Différencier le rêve de la réalité n’est pas chose aisée. Ma théorie est que lorsque vous êtes en train de rêver, votre esprit n’est pas très critique. Cependant, il est possible de reconnaître le rêve lorsque les décors changent (ex: vous êtes en train debout en train de parler à une personne, et une seconde plus tard, vous êtes chez vous en train de prendre une douche), ou lorsque les situations ne sont pas très logiques (ex: vous vous attendez à ce que la situation s’explique par une raison normalement logique, mais en fait, c’est l’oncle de l’éléphant qui a fait un tour de magie qui fait que la maison a fait un backflip, avant de se transformer en hippopotame).

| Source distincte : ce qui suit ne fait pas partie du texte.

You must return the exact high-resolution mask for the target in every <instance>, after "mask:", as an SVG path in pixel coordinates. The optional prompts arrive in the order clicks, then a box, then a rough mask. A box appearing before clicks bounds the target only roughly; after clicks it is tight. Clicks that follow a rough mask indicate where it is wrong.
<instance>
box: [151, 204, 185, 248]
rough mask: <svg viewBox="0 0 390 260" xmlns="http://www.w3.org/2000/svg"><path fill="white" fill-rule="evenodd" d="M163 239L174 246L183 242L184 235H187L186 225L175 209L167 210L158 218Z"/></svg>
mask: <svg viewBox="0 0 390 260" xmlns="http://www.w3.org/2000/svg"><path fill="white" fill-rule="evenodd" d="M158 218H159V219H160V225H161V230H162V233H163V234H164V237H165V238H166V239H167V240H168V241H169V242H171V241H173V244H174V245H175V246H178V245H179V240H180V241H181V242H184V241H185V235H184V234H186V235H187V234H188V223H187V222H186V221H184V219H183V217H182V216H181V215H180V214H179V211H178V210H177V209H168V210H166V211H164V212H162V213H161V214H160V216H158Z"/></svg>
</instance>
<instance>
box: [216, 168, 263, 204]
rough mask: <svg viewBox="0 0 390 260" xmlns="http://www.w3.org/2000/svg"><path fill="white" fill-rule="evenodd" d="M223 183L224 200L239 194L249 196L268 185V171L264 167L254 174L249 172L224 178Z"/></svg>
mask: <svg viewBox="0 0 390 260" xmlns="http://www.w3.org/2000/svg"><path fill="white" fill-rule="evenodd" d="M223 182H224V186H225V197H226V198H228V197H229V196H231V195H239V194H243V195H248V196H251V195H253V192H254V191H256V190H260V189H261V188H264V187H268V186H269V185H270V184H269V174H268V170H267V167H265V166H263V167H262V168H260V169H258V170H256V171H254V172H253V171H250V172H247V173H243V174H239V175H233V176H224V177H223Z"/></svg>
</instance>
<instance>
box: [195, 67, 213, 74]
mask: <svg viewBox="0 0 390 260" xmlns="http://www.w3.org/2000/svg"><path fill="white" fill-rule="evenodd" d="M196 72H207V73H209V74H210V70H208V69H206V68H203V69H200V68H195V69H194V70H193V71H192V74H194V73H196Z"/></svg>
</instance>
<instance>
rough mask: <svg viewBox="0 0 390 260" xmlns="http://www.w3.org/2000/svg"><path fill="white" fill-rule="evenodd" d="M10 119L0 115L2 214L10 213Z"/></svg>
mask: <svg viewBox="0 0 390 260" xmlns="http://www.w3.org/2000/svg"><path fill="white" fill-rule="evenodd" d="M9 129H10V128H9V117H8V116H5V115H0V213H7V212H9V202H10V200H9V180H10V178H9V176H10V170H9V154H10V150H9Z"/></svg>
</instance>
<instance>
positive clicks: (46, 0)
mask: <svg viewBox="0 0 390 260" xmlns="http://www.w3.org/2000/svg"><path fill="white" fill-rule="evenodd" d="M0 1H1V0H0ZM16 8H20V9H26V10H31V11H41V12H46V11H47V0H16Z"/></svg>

L’esprit entraîné sait reconnaître le rêve, et l’arrêter lorsque cela ne lui plaît pas. Ma technique est simple : j’ouvre les yeux, et je retrouve la réalité après un battement de quelques secondes. Le problème est aussi que lorsque je sais que je suis dans un rêve, et que le rêve est agréable (eg un rêve érotique), je vais l’arrêter par mégarde aussi.
Hier soir, cependant, j’ai expérimenté une situation bien étrange. Vous pouvez vous reporter au schéma ci dessous pour suivre l’histoire.
- Dans un premier temps (1), je faisais un rêve pas très agréable. Je me suis rendu compte que la logique de la situation me dépassait, j’étais donc dans une situation de rêve.
- J’ai essayé d’ouvrir les yeux pour revenir à la réalité. Je l’ai fait, j’ai vu une raie jaune verticale (2), c’était la porte de ma chambre.
- Mais j’étais trop fatigué, donc je me suis rendormi (comme quand vous êtes en cours), et je me suis replongé dans mon rêve (1).
- Vu que je suis un homme de volonté, je me suis fait violence, et je me suis reréveillé, et j’ai encore vu cette raie jaune (2). Après quelques calculs de probabilités (”est ce que cette situation est plausible”) je me suis dit : non, c’est encore un rêve, la raie jaune est plus grande que la porte.
- Je me force donc à ouvrir les yeux, et je me retrouve dans ma chambre à Garden Hall (3), avec une porte coupe feu “Fire door, please keep shut” (presque aussi fameuse que le “Mind the gap”). Je me dis : enfin éveillé, tout va bien. Le problème, c’est que je me rends compte que je suis à poil, et qu’il n’y a pas de sas coupe feu dans ma chambre à imperial. Qui plus est, quand je me suis endormi, j’étais en France, à La Motte Servolex.
- Je fais encore l’effort d’ouvrir les yeux, et me voilà dans une pièce toute de parquet et de lambris (4), je reconnais une chambre d’une de mes colocataires milanaises. Et là, je me dis, c’est un rêve. Je décide donc d’en profiter pour faire plier le monde à ma volonté. Je claque des doigts, les filles arrivent les unes après les autres,
et me voici dans un rêve érotique sur mesure assez sympatoche
Franchement, je n’ai jamais eu de rêve lucide aussi contrôlé. - Le problème, c’est que je me suis réveillé un petit moment plus tard, dans ma chambre à La Motte Servolex. Cette fois ci, c’était bel et bien la réalité, dommage.
Qu’en conclure ? Est-il réellement nécessaire d’avoir un cheminement ainsi pour s’éveiller à la lucidité dans son monde onirique ? Les paliers de réveils n’étaient-ils pas simplement des décors/situations qui changeaient, plutôt que des rêves dans des rêves ? Ce sont des questions ouvertes auxquelles, je vous invite, chers lecteurs, à répondre en partageant vos expériences.
PS : Le rêve lucide, pour moi, c’est un rêve dans lequel on a conscience que l’on rêve, mais ce n’est pas pour autant qu’on le contrôle : c’est ce qui m’arrive le plus souvent. Le rêve lucide contrôlé, c’est le rêve où l’on a conscience que l’on rêve, et où l’on contrôle ce qui s’y passe.